After we do this, We see if it mixes immediately. If it does not mix we have to put a stopper on the test tube, shake it, and then see if it mixes then.

-Hexane- Does not mix immediately, Does not mix after shaking.

-Ethanol- mixes immediately, It stays mixed after shaking.

-Pentanol- Does not mix immediately, Does mix after shaking.

-Methanol- Does not mix immediately, Does mix after shaking.

-Butanol- Does not mix immediately, Does mix after shaking.

-Acetone- mixes immediately, Stays mixed after shaking.

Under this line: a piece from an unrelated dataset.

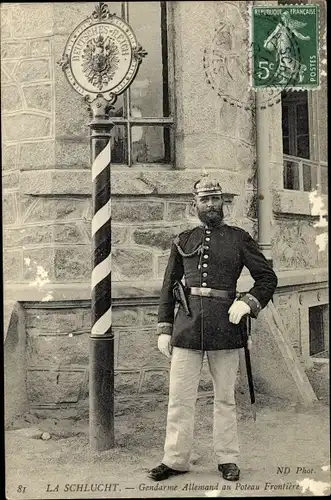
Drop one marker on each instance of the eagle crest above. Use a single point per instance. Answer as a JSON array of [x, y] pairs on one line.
[[100, 60]]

-Part two- Volatility and Surface Tension

In this part of the lab we want to see which solution spreads faster and which solution evaporates the fastest. What we do is we put a drop of each liquid on the lab table and see which one spreads more and which one evaporates faster. 7th being spreads out the least and evaporates the slowest.

Liquid Spreading rank Evaporating rank

-water 7 7

-hexane 1 2

-ethanol 5 4

-pentanol 6 3

-methanol 4 5

-butanol 3 6

-acetone 2 1

The liquids that spread out more are non polar and the liquids that spread out the least are polar because the atrraction is has on the solution gets the solution closer together and holds it together more. Also if something is more polar, then it will evaporate the slowest because sticks more together to the table. That is why hexane evaporates faster, it is because it is non polar and there is no attraction to it that holds it down and together.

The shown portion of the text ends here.